When the door to one mayoral appointment closes, another one opens. Carlo Scissura, president and CEO of the New York Building Congress, was appointed by Mayor Eric Adams this week to chair a new Charter Revision Commission – a body that has the potential to propose significant changes to the city charter. Scissura lost out on a potential appointment at the beginning of Adams’ term to lead the city’s Economic Development Corporation after The City reported on his behind-the-scenes work on private property deals that looked an awful lot like lobbying.

Julie Menin -

As tensions flare over the Israel-Hamas war, New York City schools will send eighth graders to visit the Museum of Jewish Heritage starting this fall.
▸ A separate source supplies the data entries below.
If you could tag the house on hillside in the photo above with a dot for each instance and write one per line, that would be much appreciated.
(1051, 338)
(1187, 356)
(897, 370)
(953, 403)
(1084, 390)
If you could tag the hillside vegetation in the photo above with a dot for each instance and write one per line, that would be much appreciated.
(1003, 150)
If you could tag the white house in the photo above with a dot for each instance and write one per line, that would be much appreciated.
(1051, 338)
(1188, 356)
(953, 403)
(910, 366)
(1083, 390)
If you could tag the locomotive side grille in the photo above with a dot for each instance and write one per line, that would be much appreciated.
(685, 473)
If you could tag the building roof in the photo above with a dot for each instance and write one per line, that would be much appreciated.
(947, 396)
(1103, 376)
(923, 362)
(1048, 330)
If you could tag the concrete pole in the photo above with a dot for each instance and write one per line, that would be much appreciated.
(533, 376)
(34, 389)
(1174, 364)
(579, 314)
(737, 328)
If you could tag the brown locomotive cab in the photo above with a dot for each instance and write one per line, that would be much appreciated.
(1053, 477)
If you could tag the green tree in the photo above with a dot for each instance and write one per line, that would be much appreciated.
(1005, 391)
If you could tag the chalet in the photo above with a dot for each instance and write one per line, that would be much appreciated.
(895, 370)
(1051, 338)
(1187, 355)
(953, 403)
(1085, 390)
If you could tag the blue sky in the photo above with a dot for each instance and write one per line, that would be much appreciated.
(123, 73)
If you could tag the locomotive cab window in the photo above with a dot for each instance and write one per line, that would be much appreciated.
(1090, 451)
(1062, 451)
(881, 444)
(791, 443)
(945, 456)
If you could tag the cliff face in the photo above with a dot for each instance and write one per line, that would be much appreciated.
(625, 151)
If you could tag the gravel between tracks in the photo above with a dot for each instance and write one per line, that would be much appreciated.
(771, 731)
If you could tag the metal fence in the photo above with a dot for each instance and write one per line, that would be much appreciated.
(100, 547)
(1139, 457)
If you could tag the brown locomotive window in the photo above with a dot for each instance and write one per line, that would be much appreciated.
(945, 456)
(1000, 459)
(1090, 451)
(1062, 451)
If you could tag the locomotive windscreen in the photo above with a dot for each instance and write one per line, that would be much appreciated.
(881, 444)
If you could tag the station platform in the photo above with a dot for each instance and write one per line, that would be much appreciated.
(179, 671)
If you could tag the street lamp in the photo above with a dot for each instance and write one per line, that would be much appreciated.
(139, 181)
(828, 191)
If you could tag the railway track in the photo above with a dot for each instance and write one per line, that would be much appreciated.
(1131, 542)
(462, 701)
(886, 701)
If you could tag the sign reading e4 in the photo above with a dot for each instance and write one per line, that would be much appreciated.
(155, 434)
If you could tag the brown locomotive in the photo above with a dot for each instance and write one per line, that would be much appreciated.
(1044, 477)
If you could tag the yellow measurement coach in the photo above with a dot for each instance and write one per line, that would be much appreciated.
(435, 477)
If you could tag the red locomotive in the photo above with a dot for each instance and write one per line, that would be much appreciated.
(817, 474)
The program, which is part of the school system’s efforts to tackle antisemitism and other forms of hate, is the work of Jewish City Council Member Julie Menin, whose mother and grandmother survived the Holocaust. “We know there are Holocaust deniers,” she told the Times. “When you see this exhibition and you personally witness the stories of survivors, it truly makes a difference.”


Sue Donoghue -

Who knew the New York City parks commissioner is actually the no-fun police? It seems that Central Park rules prohibit balloons, tables, chairs, bubbles and “active sports” including tug-of-war and kickball – all staples of children’s birthday parties. Some parents are breaking the rules to allow their children to have fun birthdays, while others are setting up milk crates to put birthday cakes on. Central Park is a gem to be enjoyed, so let’s just let kids be kids.

Donald Trump -

After a stretch of gorgeous sunny days in the 70s and 80s, a thunderstorm barreled down over New York City – just in time for Donald Trump’s rally in the South Bronx. While the rain didn’t linger into the evening, the mud at Crotona Park kicked up by the heavy downpour sure did. As many Bronx elected officials prepared to counter rally Thursday morning, Rep. Alexandria Ocasio-Cortez took to X to express what was likely on many of their minds: “God is good.”

Patrick Ryder -

It’s not uncommon for police to close ranks in the face of scrutiny, particularly when officers or departments are accused of serious misconduct. But it seems no issue is too small for the Nassau County Police Department, which was just found to be in contempt of court for ignoring a judge’s order to hand over a phone directory to a reporter. Forget the class action lawsuit brought against Nassau police over alleged racial bias in traffic stops. Nassau Police Commissioner Patrick Ryder has been fighting the request for the directory for four years, and even an appellate division court order wasn’t enough for police to give up.